Faye looked suddenly annoyed. “Just because he doesn't want to play football doesn't mean he's gay for chrissake. Maybe he's interested in other things.”

“You never see him with girls.” They didn't see Lionel with girls either, but Faye didn't point that out to him. And she knew Ward just assumed that Lionel kept his love life to himself . He did not assume he was carrying on with men, just because he didn't see the girls. But she didn't point that out to him.

“I think you're being unfair. It's like a witch hunt, for God's sake.”

“I just don't want Lionel living with some damn queer, and not realizing it.”

“I'm sure he's old enough to figure it out for himself. If that's the case.”

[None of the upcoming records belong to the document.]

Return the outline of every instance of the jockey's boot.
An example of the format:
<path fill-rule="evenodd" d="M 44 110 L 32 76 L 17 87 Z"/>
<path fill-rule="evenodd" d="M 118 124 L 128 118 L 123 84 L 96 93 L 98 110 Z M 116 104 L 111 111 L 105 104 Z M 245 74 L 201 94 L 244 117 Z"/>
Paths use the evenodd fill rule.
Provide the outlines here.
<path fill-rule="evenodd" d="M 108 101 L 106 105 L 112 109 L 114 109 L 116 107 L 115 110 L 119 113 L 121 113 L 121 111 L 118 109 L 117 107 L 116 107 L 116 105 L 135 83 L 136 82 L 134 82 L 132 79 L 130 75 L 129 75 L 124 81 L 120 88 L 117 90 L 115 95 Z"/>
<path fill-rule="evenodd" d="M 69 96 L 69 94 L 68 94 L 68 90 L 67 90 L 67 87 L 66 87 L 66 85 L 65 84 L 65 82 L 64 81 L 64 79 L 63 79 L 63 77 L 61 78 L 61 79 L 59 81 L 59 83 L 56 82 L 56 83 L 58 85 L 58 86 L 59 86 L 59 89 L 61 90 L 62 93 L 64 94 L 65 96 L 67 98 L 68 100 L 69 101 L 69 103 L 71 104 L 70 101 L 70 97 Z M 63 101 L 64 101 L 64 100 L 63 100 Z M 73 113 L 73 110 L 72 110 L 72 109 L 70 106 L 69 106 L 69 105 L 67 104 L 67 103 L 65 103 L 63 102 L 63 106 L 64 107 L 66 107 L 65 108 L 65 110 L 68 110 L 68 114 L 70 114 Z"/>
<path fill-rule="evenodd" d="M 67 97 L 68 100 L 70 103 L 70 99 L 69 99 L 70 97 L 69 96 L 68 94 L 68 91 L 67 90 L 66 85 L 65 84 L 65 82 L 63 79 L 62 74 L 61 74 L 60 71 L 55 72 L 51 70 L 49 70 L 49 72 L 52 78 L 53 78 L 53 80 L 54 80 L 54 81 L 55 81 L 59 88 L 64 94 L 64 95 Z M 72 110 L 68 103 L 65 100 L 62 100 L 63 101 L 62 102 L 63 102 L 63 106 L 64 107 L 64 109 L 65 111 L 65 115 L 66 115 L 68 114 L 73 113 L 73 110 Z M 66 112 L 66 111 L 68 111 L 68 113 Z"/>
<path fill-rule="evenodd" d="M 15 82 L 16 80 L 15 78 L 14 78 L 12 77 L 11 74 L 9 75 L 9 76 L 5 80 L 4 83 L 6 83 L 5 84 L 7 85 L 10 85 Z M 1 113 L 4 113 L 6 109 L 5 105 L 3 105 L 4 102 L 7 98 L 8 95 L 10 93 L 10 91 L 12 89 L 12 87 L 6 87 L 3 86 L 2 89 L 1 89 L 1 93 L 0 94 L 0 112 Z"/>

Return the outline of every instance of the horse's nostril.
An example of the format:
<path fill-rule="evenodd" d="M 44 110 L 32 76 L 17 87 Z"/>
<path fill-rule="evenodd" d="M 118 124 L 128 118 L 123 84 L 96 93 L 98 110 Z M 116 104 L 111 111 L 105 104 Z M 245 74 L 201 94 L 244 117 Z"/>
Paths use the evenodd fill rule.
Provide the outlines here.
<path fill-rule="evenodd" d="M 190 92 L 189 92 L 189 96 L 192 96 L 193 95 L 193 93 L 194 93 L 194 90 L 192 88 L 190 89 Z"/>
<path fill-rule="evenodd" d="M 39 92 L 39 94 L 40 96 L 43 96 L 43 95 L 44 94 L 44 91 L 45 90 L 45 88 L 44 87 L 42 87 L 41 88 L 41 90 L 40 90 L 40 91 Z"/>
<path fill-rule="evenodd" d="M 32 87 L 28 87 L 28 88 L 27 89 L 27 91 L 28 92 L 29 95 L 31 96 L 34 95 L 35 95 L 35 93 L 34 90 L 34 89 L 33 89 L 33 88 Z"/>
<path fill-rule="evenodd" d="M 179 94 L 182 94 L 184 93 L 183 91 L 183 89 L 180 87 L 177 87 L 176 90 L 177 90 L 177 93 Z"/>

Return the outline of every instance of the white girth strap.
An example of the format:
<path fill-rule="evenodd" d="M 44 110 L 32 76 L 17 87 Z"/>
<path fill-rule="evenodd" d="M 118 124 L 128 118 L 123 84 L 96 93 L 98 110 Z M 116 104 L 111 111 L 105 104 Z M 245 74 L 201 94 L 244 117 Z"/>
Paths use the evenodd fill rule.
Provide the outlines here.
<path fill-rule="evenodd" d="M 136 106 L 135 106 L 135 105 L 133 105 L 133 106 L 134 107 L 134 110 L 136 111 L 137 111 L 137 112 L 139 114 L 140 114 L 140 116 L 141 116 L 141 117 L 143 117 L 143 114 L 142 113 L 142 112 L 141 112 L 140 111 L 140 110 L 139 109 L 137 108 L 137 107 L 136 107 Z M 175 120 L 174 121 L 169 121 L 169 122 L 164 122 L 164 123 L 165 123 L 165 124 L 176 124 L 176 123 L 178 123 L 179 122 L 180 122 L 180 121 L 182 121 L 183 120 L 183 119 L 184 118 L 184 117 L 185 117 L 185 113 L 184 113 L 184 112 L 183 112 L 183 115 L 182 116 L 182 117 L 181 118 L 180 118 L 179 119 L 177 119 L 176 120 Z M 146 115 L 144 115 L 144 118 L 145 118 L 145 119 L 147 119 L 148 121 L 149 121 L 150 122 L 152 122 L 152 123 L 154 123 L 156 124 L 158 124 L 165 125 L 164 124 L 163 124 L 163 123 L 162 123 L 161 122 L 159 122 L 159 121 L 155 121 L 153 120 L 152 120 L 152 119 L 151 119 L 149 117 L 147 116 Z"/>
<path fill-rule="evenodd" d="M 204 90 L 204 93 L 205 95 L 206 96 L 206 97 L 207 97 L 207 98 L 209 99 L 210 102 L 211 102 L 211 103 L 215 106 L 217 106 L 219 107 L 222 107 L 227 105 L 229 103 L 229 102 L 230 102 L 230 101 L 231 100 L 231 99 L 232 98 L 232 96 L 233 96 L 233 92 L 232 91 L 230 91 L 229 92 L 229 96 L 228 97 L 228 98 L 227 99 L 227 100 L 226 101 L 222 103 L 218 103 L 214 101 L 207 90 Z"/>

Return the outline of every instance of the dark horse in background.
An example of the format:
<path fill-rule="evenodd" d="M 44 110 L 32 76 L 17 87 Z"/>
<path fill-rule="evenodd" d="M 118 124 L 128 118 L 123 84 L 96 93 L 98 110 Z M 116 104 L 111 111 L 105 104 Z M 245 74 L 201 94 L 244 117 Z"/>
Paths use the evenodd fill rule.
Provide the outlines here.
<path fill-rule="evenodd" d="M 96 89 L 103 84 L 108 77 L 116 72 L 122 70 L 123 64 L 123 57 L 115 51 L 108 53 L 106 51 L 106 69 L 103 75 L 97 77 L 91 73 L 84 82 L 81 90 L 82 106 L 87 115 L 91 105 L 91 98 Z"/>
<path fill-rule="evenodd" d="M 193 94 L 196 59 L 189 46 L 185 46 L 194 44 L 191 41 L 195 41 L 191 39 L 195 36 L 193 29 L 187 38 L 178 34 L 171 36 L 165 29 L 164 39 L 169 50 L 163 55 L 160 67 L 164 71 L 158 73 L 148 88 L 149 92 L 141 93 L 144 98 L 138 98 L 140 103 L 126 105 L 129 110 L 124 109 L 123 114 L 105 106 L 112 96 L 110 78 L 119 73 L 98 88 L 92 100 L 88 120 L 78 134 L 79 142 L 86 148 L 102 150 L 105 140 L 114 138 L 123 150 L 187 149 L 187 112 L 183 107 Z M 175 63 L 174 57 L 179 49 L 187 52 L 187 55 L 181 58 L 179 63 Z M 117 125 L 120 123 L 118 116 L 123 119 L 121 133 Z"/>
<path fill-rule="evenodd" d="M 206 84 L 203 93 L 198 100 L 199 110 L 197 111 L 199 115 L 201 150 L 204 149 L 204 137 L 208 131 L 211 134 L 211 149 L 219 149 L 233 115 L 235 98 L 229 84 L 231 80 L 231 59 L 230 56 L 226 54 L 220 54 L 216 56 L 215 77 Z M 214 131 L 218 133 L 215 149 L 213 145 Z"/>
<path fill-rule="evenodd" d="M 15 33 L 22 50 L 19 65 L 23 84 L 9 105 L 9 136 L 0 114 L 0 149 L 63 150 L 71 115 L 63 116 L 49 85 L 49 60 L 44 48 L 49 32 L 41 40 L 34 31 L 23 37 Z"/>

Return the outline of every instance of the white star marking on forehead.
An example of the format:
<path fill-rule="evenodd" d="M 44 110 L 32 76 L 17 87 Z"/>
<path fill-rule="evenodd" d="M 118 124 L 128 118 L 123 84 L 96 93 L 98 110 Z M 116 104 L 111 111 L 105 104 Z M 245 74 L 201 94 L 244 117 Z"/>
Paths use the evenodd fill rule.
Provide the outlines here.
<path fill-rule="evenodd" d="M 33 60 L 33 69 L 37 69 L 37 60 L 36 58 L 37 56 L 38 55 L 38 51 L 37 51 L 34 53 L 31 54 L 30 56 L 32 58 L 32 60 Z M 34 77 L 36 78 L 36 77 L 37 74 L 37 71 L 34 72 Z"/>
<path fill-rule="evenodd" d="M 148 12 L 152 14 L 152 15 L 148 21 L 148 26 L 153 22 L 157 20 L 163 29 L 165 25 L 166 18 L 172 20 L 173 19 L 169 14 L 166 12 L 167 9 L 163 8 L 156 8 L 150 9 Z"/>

“Maybe not. He's so wrapped up in those crazy films of his. Sometimes I think he's completely lost in his own world.” Well, he had noticed that much about his oldest son at least, she told herself.

“He's a remarkably creative boy.” She was anxious to get Ward off the subject of John. And she had to admit, there had been something different about him tonight. But instinctively, she felt a need to protect him. She suspected that he was involved with John. Only Lionel still didn't look like what he was, and John was beginning to, and he had talked a lot about decorating and interior design. Maybe it was time she said something to Lionel about him. “Have you seen Li's last film, sweetheart? It's beautiful.”